Não precisamos comparecer diante de um juiz se estamos andando em conformidade com as leis, ao menos se o sistema legal não é corrompido. Deus é incorruptível, bem como a sua lei, portanto não seremos julgados se formos justos. Como não somos, já estamos enquadrados e, certamente, seremos condenados se não houver justificação. Como a maioria das pessoas achega-se diante de um tribunal de condenação? Declarando-se inocente. Não é assim com o cristão!
Achegamo-nos diante do Senhor reconhecendo nossa culpa, nosso pecado, clamando por misericórdia até sermos justificados em Cristo! Ao recebermos sua justificação já não temos mais culpabilidade porque fomos perdoados de nossa dívida para com Deus por meio daquele que sofreu a culpa por nós. Não se culpa alguém duas vezes pelo mesmo crime, a não ser que o primeiro processo tenha sido cancelado. E Deus não cancela seus desígnios. Por isso, quem é salvo já recebeu o Espírito Santo e foi selado para a vida eterna.
O cristão não bate no peito depois de justificado, pois continua reconhecendo que não é merecedor, ainda que passe a fazer as boas obras e seja cheio do Espírito Santo. Isto porque também reconhece que não o faria sem a ajuda de Deus! Mas, a alegria do crente é passar a fazer o que alegra o coração do Pai! Ora, não nos alegramos quando nossos pais nos ensinaram a andar de bicicleta? Aprendemos sozinhos? Não! E ao sermos vitoriosos não nos alegramos por mostrar a eles a conquista que nos ajudaram a obtermos?

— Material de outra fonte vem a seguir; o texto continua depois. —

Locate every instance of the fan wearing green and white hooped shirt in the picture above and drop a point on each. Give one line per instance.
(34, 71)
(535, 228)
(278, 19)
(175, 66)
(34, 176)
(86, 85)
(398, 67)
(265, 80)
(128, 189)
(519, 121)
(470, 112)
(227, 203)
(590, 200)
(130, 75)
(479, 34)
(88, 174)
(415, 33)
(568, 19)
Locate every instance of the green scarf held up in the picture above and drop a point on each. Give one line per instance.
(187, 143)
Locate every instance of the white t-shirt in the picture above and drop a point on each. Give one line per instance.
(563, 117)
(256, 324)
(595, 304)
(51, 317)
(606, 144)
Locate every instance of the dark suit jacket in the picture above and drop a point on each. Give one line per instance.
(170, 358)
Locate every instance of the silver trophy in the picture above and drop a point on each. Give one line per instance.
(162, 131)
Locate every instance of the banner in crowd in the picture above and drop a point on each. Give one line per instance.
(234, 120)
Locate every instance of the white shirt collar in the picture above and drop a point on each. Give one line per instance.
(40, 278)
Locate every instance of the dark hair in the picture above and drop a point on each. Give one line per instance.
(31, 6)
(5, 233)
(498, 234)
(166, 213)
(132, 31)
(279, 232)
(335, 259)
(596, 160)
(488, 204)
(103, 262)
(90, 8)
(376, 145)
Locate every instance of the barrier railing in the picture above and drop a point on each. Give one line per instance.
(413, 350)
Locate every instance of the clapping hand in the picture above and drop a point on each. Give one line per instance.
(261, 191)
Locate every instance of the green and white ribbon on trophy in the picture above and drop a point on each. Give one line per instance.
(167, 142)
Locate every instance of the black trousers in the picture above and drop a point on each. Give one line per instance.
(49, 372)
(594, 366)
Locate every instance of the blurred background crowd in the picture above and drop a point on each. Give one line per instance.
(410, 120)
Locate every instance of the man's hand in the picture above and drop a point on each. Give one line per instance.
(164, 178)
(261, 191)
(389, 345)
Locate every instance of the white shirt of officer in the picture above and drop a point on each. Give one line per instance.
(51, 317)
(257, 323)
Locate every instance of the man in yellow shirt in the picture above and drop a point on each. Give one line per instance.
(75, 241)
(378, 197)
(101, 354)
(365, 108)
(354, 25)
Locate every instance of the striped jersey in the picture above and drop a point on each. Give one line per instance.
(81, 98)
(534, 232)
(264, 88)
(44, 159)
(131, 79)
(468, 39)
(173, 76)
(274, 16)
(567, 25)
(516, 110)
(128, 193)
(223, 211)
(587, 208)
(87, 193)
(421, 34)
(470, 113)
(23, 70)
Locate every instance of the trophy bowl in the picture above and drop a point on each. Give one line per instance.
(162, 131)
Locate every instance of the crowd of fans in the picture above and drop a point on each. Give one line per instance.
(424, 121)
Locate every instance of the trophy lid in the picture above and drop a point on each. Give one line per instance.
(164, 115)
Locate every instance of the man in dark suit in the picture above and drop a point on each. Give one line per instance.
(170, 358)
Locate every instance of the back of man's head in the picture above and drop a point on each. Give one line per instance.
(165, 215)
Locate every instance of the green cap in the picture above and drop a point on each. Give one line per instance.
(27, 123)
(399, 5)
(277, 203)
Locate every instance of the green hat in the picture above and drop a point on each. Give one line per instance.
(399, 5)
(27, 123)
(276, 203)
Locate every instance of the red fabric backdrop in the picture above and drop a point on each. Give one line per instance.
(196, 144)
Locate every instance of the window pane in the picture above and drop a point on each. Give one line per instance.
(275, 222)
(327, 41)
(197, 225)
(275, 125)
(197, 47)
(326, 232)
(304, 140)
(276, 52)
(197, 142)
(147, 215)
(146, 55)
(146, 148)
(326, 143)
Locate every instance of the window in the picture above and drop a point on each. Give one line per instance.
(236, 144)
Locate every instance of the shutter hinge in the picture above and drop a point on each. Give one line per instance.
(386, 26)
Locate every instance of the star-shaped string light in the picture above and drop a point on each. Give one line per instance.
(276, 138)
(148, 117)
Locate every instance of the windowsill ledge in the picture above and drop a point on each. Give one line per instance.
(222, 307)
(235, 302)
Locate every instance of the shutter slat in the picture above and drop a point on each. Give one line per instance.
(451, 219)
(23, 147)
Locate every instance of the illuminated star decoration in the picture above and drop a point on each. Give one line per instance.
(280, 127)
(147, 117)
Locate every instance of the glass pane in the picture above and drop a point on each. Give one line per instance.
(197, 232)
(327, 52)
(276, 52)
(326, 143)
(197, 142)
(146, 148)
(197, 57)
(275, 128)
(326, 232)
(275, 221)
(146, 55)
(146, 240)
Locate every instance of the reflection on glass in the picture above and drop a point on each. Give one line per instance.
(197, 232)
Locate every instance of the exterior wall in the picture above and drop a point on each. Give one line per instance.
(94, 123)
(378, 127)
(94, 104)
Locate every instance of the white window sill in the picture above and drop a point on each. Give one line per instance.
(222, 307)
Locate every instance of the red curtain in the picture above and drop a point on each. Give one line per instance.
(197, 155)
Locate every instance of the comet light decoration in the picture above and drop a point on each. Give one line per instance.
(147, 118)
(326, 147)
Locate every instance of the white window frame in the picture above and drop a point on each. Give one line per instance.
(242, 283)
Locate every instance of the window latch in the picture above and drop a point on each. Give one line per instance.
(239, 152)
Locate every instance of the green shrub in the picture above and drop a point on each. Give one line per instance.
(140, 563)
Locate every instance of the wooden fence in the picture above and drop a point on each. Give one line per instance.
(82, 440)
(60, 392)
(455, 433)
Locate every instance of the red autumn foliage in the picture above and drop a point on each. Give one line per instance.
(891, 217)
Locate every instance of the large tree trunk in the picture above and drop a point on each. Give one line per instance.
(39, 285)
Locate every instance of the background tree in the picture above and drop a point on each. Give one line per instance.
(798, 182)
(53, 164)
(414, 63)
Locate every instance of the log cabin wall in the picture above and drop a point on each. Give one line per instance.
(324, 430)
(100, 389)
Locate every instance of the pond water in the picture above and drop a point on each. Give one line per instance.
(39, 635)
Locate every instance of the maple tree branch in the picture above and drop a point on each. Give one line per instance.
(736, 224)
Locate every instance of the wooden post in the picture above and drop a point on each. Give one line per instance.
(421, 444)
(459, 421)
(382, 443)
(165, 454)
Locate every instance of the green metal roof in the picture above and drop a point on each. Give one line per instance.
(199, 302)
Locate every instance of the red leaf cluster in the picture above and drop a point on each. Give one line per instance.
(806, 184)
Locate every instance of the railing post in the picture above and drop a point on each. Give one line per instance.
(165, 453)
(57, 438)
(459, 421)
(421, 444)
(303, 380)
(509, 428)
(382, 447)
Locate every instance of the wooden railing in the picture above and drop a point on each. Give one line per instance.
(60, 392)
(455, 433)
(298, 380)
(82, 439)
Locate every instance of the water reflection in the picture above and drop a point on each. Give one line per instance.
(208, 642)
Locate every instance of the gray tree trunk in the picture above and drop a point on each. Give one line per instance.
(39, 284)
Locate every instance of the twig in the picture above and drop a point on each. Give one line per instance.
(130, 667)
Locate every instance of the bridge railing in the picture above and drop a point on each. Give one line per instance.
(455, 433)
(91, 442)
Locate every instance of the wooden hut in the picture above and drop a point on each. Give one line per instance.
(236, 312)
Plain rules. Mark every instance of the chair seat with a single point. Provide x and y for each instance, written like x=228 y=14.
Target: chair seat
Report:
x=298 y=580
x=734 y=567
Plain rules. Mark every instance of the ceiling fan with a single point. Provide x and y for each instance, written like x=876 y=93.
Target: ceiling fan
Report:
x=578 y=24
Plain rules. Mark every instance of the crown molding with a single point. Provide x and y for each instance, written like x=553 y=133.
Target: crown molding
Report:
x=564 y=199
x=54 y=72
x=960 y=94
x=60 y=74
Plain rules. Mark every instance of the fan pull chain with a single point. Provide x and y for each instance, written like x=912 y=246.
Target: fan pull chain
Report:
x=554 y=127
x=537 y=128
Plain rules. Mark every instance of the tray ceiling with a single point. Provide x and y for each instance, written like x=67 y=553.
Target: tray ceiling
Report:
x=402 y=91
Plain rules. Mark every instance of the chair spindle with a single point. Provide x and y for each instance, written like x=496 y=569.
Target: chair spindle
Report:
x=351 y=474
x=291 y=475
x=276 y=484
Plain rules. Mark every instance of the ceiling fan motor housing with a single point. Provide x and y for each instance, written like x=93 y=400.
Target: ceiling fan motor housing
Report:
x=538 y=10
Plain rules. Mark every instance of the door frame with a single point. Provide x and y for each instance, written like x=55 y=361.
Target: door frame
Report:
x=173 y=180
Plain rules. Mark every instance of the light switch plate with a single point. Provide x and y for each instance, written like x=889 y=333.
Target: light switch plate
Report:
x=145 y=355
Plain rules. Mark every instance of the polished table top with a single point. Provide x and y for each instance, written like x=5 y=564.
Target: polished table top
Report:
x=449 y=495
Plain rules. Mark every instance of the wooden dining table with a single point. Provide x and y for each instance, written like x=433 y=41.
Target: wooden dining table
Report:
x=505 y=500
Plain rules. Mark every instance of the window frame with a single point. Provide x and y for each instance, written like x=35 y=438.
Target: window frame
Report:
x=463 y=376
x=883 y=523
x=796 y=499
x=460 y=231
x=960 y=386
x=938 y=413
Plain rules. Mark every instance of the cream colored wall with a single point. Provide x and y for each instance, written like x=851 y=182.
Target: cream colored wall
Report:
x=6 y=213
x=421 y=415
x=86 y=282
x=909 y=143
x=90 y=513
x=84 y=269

Deus se alegra com a nossa santificação, ainda que esta dependa da ajuda dEle! Importa vivermos com um coração contrito e quebrantado, reconhecendo nossas fraquezas e limitações, nossa dependência do Senhor para sermos vitoriosos nele. Melhor ainda é sabermos que, por causa disto, agora já não há limites para o que podemos conquistar porque depende do que Deus tem para nós e não mais pela nossa capacidade ou desejo pessoal.
Sejamos humildes mas, ao mesmo tempo, intrépidos pelo que Deus nos entregar para fazermos. Humildade é saber que não podemos sem Deus e intrepidez o saber que já somos vitoriosos com Cristo! Tudo é possível ao que crê!